Décideurs confinés : comment garder le contact avec le terrain

Cet article a été rédigé par
- Benoit DE SAULCE (Team Decide)
- Didier CORBOLIOU (D2A Consulting)
- Pascal BOQUET (ARUM AcCESs)
En ces temps de confinement, les managers habituellement « proches du terrain » peuvent éprouver un sentiment d’isolement, parfois assorti d’une certaine inquiétude quand ils doivent, à distance, prendre des décisions sur la seule base d’informations transmises par ce « terrain » dont l’accès leur est désormais limité, voire interdit. Impossible d’aller se rendre compte par soi-même, de « prendre la température » ou de « sentir l’ambiance » ; il faut se résoudre à traiter des informations recueillies et transmises par d’autres : collaborateurs, collègues, prestataires, experts… bref, à lire la carte sans parcourir le territoire.
1. La carte n’est pas le territoire
Avant d’être popularisée par Michel Houellebecq, prix Goncourt 2010 pour « La carte et le territoire » la distinction entre la réalité (le territoire) et sa perception (la carte) a été initiée par Alfred Korzybski (1879 – 1950), étudiée par l’École de Palo Alto et reprise par la programmation neuro-linguistique (PNL).
Chaque individu, en fonction de son histoire personnelle, de ses valeurs, de ses croyances, se construit une représentation du monde ; sa perception de la réalité est subjective.

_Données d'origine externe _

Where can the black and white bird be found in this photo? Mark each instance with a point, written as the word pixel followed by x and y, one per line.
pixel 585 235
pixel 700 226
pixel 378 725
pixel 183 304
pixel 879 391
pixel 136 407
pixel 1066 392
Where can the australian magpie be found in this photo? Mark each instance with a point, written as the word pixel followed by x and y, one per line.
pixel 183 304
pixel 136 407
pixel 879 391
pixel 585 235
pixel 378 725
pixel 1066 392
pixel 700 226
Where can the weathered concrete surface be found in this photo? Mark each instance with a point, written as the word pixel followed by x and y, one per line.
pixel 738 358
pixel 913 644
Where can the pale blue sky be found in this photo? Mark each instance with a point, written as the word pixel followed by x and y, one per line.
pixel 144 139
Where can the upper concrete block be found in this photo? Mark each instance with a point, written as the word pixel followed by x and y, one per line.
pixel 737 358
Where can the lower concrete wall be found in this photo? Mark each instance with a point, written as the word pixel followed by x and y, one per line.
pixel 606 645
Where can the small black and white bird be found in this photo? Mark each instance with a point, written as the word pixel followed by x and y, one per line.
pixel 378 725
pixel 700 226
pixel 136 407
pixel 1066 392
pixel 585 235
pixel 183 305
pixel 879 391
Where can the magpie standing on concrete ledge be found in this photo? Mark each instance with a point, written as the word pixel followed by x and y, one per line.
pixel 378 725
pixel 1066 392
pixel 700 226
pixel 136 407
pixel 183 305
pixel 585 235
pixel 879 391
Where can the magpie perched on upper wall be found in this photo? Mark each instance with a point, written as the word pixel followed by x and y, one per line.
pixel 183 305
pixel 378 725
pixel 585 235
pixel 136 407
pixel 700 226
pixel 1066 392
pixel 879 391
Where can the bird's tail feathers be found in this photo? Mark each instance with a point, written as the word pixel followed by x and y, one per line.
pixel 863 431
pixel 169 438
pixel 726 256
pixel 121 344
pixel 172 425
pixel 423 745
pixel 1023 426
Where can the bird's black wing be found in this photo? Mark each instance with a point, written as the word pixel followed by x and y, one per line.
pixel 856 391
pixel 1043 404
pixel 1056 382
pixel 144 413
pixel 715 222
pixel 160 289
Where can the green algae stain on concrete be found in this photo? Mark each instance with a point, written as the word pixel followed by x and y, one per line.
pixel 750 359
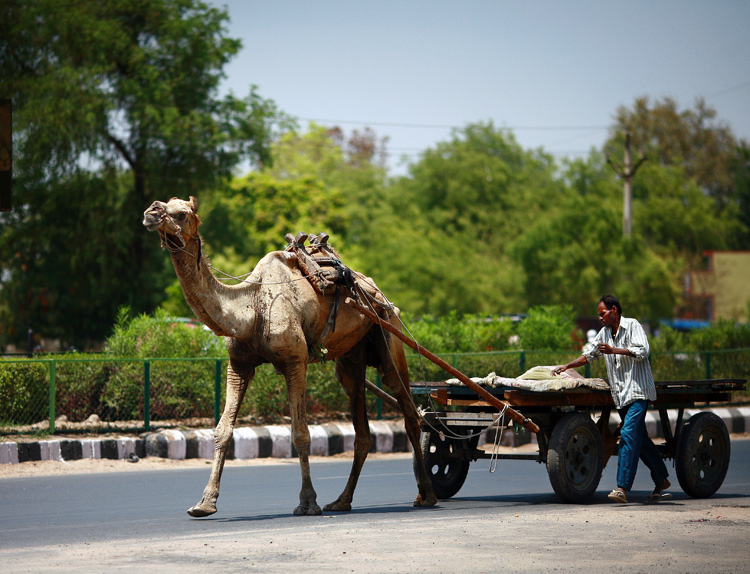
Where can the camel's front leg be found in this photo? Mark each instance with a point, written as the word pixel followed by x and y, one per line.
pixel 351 373
pixel 236 386
pixel 296 380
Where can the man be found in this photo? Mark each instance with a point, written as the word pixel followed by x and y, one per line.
pixel 624 345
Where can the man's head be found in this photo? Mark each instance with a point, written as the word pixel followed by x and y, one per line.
pixel 609 310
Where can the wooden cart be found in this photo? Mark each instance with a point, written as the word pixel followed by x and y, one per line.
pixel 573 447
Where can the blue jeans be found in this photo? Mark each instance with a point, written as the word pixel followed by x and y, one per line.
pixel 634 444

Devant apprécier la réalité du terrain (le territoire), les managers ne font pas exception : ils lisent tous des cartes différentes, tels des randonneurs membres d’un même club qui utiliseraient l’un une carte au 1:100 000e, l’autre une carte Michelin, un troisième une carte géologique et un dernier un topoguide édité par la coopérative viticole.

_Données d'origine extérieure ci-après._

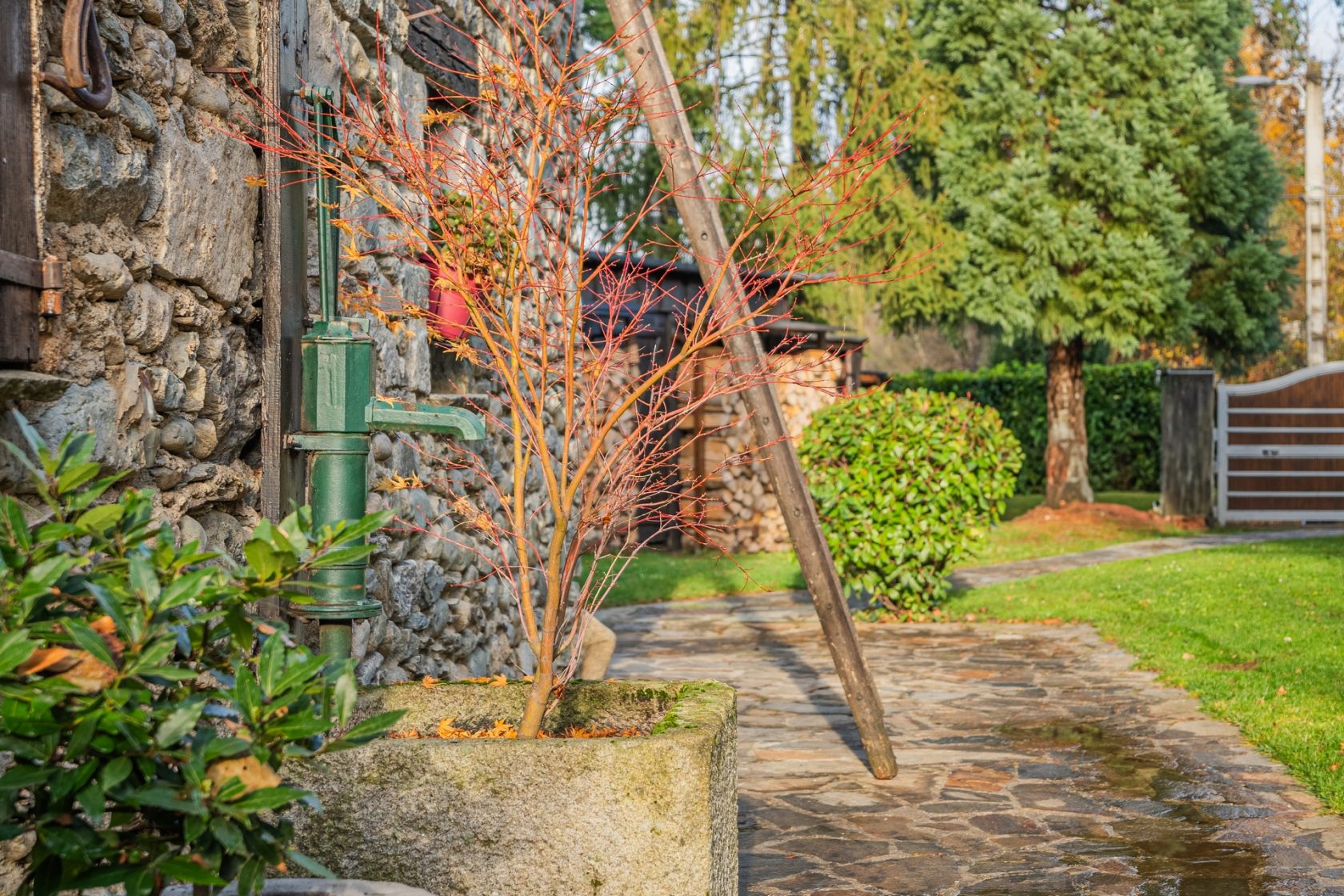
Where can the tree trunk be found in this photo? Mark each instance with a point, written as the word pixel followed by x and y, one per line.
pixel 1066 425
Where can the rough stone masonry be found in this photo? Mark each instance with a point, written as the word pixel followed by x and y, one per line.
pixel 155 211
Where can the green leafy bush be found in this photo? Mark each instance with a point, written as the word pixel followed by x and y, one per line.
pixel 906 482
pixel 1124 417
pixel 146 708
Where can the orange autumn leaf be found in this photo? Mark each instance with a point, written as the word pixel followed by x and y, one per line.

L’une des cartes sera plus précise que les autres, mais aucune ne donnera l’ensemble des informations nécessaires, ni ne permettra de saisir l’inconfort de la marche dans le brouillard sur un sentier particulièrement glissant.
Dans ces conditions, le manager conscient du biais introduit dans le processus de décision par ses représentations pourrait estimer que la procrastination, le recours au hasard ou au pifomètre, ne donneraient pas forcément de plus mauvais résultats qu’une décision prise à partir d’informations parcellaires, d’impressions subjectives et de faits interprétés.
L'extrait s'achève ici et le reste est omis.